Palmieri’s ideas are by no means public, at least for now. They are more of a work in progress and a display of what the next step in pairing wine and food could be. Being one of the world’s leading restaurants, Osteria Francescana needs to be miles ahead of everyone in discovery, research and the development of new aromas.
Pairing Ribolla of Friuli’s organic winemaker Damijan Podversic with pork ribs cooked at low temperature is a more an everyday reality at Francescana — but still very much the one that can easily raise an eyebrow with guests. “Avant-garde means taking risks. And it also means being a loser. I’ve made mistakes in my life. But I am happy to be a big loser, because only in this way can you discover something new and become number one.”

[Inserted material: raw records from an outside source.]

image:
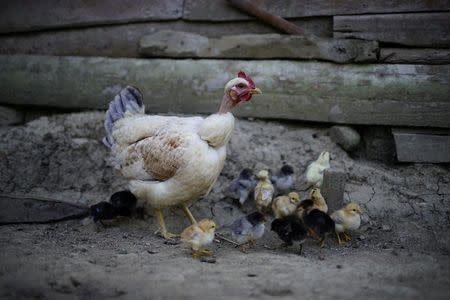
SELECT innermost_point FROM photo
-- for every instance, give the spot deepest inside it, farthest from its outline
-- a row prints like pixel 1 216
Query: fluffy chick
pixel 248 228
pixel 283 206
pixel 347 218
pixel 317 222
pixel 240 186
pixel 263 192
pixel 124 201
pixel 282 181
pixel 319 202
pixel 314 172
pixel 197 235
pixel 289 229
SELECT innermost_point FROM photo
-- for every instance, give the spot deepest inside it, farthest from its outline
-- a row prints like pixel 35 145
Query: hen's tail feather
pixel 129 100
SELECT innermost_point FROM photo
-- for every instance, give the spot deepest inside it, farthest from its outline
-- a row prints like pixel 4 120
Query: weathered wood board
pixel 29 15
pixel 414 56
pixel 30 210
pixel 220 10
pixel 178 44
pixel 385 94
pixel 419 29
pixel 422 145
pixel 123 40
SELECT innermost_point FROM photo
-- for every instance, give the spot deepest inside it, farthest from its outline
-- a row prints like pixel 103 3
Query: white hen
pixel 171 160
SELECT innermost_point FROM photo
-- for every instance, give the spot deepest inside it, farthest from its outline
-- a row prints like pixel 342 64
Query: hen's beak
pixel 255 91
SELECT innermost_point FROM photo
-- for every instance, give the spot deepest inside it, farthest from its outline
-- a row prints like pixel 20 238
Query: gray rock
pixel 10 116
pixel 333 188
pixel 168 43
pixel 347 137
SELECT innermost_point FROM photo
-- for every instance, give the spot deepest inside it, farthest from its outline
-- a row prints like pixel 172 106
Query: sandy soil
pixel 402 249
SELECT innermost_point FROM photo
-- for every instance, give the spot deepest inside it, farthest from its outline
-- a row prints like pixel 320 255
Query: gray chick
pixel 242 185
pixel 248 228
pixel 282 181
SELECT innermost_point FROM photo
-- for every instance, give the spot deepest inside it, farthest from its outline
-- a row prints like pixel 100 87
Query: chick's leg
pixel 339 239
pixel 346 237
pixel 188 213
pixel 162 226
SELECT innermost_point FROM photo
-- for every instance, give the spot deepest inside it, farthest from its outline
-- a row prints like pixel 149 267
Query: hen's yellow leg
pixel 162 226
pixel 346 237
pixel 339 239
pixel 188 213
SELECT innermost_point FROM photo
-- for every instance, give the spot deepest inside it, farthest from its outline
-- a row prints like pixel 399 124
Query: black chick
pixel 282 181
pixel 290 229
pixel 104 211
pixel 317 222
pixel 124 201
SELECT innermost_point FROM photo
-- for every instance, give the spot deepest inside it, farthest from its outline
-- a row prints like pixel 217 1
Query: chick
pixel 103 211
pixel 347 218
pixel 198 235
pixel 289 230
pixel 319 202
pixel 314 172
pixel 241 186
pixel 282 181
pixel 283 206
pixel 317 222
pixel 263 192
pixel 248 228
pixel 124 201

As I slowly digest Palmieri’s words, and kitchen-Francescana’s creations, it occurs to me that his avant-garde stands easily shoulder to shoulder with that of Italian artisanal organic winemakers, such as Arianna Occhipinti of Sicily, Gabrio Bini of Pantelleria or Podversic himself. Occhipinti’s words from our interview earlier this year — of Italy coming back to its roots and replanting traditional grape varieties — echo in my ear. It comes down as a sort of an evolution of tradition when wines of up until recently unknown grapes, such as Ribolla, Frappato, or Zibibbo, are finding its way back to Italian wine lists (they make up a significant proportion of Francescana’s wine list). This is by no means an easy task, considering that even in Italy organic wine lists are rare and still mostly populated by mass-production wine estates, especially Tuscan ones. “To change the approach to wine, you have to give a different point of view of the evolution of tradition. Wine is a category that is not definite. For example, we should not consider today’s Chianti Classico as definite because we are now witnessing its evolution! This is the hardest part for people like Occhipinti because she and her colleagues live dreams and take risks everyday,” Palmieri says.
Throughout the years Osteria Francescana has become one of the key supporters of growth and development of small agricultural farms and communities across Italy — not just when it comes to drinks. Under chef Bottura ingredients such as capers from Pantelleria, tomatoes grown on the volcanic soil of Vesuvius or decades-old balsamic vinegar have a crucial role on the menu. And just as Francescana has saved many artisanal producers from the brink of bankruptcy by buying their produce, Palmieri is convinced that in the concept of the new avant-garde countryside — drinks included — will save the whole of Italy. “In big towns people don’t care about you or the wine or the food, they care about your pocket. It is like a robbery. You have to go into the countryside if you want to see what Italy really is. In the countryside there is the slow life, people who don’t have to run or push. There, they don’t look at you like you’re a cash machine.”